Little bitch, Will thought proudly. Ever since declaring over a game of Monopoly that they were exploring their nonbinary identity, Dylan had stepped up their shade game. Will liked to think he could take some credit for that, but every now and then Dylan would remind him just how ruthless a disaffected teen could be.

“My skin is more snatched than the Lindbergh baby,” Will replied.

“What’s that?” Dylan asked, tilting their head. “How old are you again?”

“Dylan, be nice to your uncle,” said Margo. “He doesn’t live with us anymore, his natural immunity to your barbs is diminishing.” She kissed Will on the temple and held up a basket of tomatoes. “Do these piccolos look like they’ll last the week?”

“They look so ready to go the distance I might buy a ring.”

“You’re in a good mood.”

“I am. I fought my hangover and I won. Also, you are going to freak when I tell you who I met last night.”

He trailed behind his sister, launching into the tale. Margo barely looked up from the aubergines she was examining when he mentioned Patrick Lake. Will wondered at first if she was really listening, or if last night did not make as good a story as he thought.

Margo, it turned out, was listening; she just wasn’t impressed. Which was in keeping with her entire personality.

“The first Kismet movie was awful,” she said. “Me and Dylan watched it on our last film night.”

“Aww, you guys still have film night?” Will teased.

“Barely ever!” Dylan protested, clearly mortified by the idea that anyone would know they still spent Sunday nights curled up on the sofa under a blanket with their mother.

“I never saw it.” Will shrugged.

“He was quite good in that other thing, though,” said Margo, holding up a punnet of mushrooms in each hand for scrutiny. “I forget what it’s called. You know, the action thing.”

“You could quite literally be describing anything.”

“She means the spy thriller,” said Dylan, tone exhausted. “The Bullet Journal.”

“Do you have dinner plans?” Margo asked, handing Dylan her tote bag, which was now brimming with fresh produce.

Will thought of his empty fridge and his near-empty bank account.

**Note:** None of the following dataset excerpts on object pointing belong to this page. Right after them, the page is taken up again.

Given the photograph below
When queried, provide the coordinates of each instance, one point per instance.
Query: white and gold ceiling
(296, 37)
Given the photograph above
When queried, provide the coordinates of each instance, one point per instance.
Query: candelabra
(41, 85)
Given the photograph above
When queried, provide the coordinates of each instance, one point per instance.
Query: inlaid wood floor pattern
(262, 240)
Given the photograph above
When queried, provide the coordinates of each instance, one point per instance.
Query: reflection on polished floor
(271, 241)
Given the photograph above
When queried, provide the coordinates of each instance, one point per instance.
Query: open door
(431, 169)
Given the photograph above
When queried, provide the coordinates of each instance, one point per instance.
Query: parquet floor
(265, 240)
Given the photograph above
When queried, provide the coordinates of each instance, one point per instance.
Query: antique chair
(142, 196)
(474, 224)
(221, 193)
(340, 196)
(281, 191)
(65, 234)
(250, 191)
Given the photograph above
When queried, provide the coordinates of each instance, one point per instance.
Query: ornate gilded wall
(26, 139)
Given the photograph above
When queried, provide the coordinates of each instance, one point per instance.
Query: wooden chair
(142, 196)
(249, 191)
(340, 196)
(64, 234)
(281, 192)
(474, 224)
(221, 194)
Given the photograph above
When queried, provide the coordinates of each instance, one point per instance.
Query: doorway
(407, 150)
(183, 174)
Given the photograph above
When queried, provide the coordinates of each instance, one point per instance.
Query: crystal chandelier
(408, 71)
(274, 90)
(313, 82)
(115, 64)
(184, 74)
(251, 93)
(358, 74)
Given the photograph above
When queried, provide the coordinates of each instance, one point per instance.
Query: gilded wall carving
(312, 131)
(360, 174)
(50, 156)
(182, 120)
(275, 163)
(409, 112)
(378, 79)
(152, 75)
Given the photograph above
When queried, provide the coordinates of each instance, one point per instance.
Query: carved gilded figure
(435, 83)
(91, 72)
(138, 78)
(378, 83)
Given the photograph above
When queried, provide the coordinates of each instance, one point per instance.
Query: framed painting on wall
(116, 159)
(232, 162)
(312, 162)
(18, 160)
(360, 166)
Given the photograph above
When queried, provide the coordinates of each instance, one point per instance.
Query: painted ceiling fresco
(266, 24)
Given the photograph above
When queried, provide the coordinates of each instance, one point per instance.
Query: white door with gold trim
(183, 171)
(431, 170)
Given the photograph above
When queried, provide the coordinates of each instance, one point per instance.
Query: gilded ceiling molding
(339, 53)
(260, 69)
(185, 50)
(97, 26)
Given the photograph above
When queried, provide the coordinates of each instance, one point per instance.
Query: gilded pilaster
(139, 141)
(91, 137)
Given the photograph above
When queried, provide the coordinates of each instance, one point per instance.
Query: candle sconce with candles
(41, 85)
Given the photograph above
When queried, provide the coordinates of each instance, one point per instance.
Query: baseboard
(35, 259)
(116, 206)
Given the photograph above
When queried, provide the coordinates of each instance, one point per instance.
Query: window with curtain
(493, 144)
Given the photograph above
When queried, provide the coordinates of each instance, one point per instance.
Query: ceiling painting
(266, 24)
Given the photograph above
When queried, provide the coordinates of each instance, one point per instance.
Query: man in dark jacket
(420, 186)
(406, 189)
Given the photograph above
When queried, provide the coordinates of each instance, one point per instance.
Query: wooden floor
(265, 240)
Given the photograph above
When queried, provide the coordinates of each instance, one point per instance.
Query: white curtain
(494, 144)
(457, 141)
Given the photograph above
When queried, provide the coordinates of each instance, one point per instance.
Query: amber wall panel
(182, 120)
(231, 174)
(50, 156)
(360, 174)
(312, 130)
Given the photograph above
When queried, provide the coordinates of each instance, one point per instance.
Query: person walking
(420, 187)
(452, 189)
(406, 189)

“I was thinking I might grab myself some sushi,” he said.

“Nice. Ten Ichi?”

“Tesco.”

“Absolutely not.” Margo gagged. “Supermarket sushi is the pits, Will. You don’t get to eat like a poor student when you never actually went to uni.”

“The reduced-to-clear aisle is actually a very happening spot this time of day,” said Will. “Lots of eligible divorced dads. Come with me. You never know, you might meet someone.”

Just as he had hoped, Margo grabbed Will by the shoulder and steered him toward the indoor fish market. “There’s a great place here where you eat at the counter,” she said. “We’ll all go. My treat. I’ve decided I can’t be arsed to cook.”

“Yes!” Dylan pumped their fist, then immediately acted like they hadn’t. Will smiled.

“You don’t have to do that,” he said, not even bothering to try to sound genuine.

Margo just shook her head. “Supermarket sushi. Honestly, Will. You need to want more for yourself.”

Will allowed himself to be led into the hall, stomach already rumbling at the thought of a dragon roll. Maybe some seaweed. Ooh, and that tasty fried-pumpkin thing he liked. Perhaps afterward, he would go back outside to the rag market and eye up some fabric for his next costume.

Who needs movie stars, he thought, when you’ve got a sister who’ll pay for dinner?